Auf Plakaten in den zur Muffendorfer Hauptstraße gelegenen Fenstern wird die Liegenschaft zum Kauf angeboten. Die Zukunft des beliebten Veranstaltungssaales scheint im Dunkeln zu liegen.

Selbst die ältesten Muffendorfer kennen die Kleine Beethovenhalle Zeit ihres Lebens. 1896 ließ sie der Wirt Mathias Schneider errichten. Und schon auf Postkarten aus der Kaiserzeit bildete der Saal mit seinem charakteristischen Holzgebälk im Basilikastil das zentrale Motiv. Viele rauschende Feste wurden dort gefeiert. Mit der Halle ist das benachbarte Gasthaus verbunden, das Anwesen ist in Privateigentum.

1990 hatte die Stadt den Saal für einen hohen sechsstelligen D-Mark-Betrag sanieren lassen. Die Bedingung war damals, dass die Muffendorfer Vereine dort unentgeltlich feiern dürfen, während die Gastwirtschaft für die Bewirtung sorgte. Jene Vereinbarung war auf 25 Jahre begrenzt worden, läuft also in zwei Jahren aus. Schon dies hatte zuletzt in einigen Vereinen vereinzelt Unruhe ausgelöst.

Hinzu kam vor einigen Jahren ein anderes Problem: Für das Grundstück bestehen erhebliche Forderungen der Stadt, die sich aus Erschließungskosten für Hopmannstraße, Muffendorfer Hauptstraße und das parallel verlaufende Gässchen zusammensetzen. Nachdem die Zahlung mehrfach gestundet wurde, soll sich inzwischen ein Betrag in sechsstelliger Höhe aufgestaut haben.

Dem Vernehmen nach sieht sich der Inhaber, der gestern für eine Stellungnahme nicht zu erreichen war, angesichts solcher Forderungen gezwungen, das ganze Anwesen zu verkaufen. Die Bank, die bereits die Vermarktung übernommen hat, bietet die Kleine Beethovenhalle für 449.000 Euro an.

Weil dies für das komplette Ensemble in einer der begehrtesten Lagen Bonns nun nicht als heillos überteuert erscheint, könnten ernsthafte Kaufinteressenten nicht lange auf sich warten lassen. Die Hoffnung der Verkäufer ist zugleich die Sorge der örtlichen Vereine und vieler Mitglieder und Bürger: Sie fragen sich, was im Falle eines Verkaufs aus ihren Veranstaltungen werden soll.

Hinzu kommt die Befürchtung, dass der Festsaal künftig Zwecken dienen könnte, die jedes Bezugs zur Muffendorfer Ortsgeschichte entbehren. Nach Informationen des General-Anzeigers soll bereits eine sunnitische Glaubensgemeinschaft vorstellig geworden sein, die sich die Kleine Beethovenhalle auch als Moschee vorstellen kann.

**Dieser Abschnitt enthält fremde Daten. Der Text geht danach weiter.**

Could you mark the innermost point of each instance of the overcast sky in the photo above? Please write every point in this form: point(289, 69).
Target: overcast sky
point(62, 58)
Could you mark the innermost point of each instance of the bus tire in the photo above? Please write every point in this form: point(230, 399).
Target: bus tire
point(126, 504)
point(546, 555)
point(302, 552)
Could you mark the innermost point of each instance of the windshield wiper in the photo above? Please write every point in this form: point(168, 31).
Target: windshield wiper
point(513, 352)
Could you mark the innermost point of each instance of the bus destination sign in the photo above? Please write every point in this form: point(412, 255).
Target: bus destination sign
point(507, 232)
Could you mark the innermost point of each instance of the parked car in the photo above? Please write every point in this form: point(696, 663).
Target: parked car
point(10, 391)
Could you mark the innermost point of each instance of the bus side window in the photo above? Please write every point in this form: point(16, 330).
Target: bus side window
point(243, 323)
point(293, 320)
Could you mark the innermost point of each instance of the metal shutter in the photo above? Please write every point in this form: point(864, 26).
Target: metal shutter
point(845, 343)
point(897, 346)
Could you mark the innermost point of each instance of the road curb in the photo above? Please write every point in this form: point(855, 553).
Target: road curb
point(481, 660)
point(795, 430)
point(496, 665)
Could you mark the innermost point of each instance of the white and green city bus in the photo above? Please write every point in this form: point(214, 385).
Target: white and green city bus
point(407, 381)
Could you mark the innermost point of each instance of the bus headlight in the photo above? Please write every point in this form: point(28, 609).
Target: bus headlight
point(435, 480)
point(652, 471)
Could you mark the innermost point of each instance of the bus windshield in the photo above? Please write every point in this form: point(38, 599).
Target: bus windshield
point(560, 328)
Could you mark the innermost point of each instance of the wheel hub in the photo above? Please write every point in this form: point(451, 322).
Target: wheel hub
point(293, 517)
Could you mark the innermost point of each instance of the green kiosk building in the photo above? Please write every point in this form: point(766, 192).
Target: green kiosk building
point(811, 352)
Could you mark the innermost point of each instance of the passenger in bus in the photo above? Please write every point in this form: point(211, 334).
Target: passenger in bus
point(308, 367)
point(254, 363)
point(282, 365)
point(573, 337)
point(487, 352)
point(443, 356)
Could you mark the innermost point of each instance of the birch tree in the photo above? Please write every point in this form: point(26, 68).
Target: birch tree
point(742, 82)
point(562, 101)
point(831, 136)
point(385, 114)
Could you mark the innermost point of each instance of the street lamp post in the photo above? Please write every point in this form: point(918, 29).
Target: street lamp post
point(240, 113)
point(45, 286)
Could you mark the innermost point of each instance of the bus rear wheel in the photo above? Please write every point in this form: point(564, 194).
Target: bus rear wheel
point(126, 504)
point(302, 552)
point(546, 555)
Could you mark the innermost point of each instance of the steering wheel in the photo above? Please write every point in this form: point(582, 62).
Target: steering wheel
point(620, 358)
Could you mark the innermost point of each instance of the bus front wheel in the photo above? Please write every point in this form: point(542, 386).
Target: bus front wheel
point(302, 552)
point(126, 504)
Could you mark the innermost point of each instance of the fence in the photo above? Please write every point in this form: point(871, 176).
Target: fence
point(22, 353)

Doch auch andere Interessenten, für die eine Nutzung durch die Ortsvereine weiter denkbar ist, sollen bereits einen Blick auf die Halle geworfen haben. Seitens der Politik hat die FDP das Thema aufgegriffen. Ob und inwieweit Politik und Verwaltung bei dem privaten Immobiliengeschäft überhaupt Einfluss auf den künftigen Eigentümer nehmen können, erscheint indes fraglich.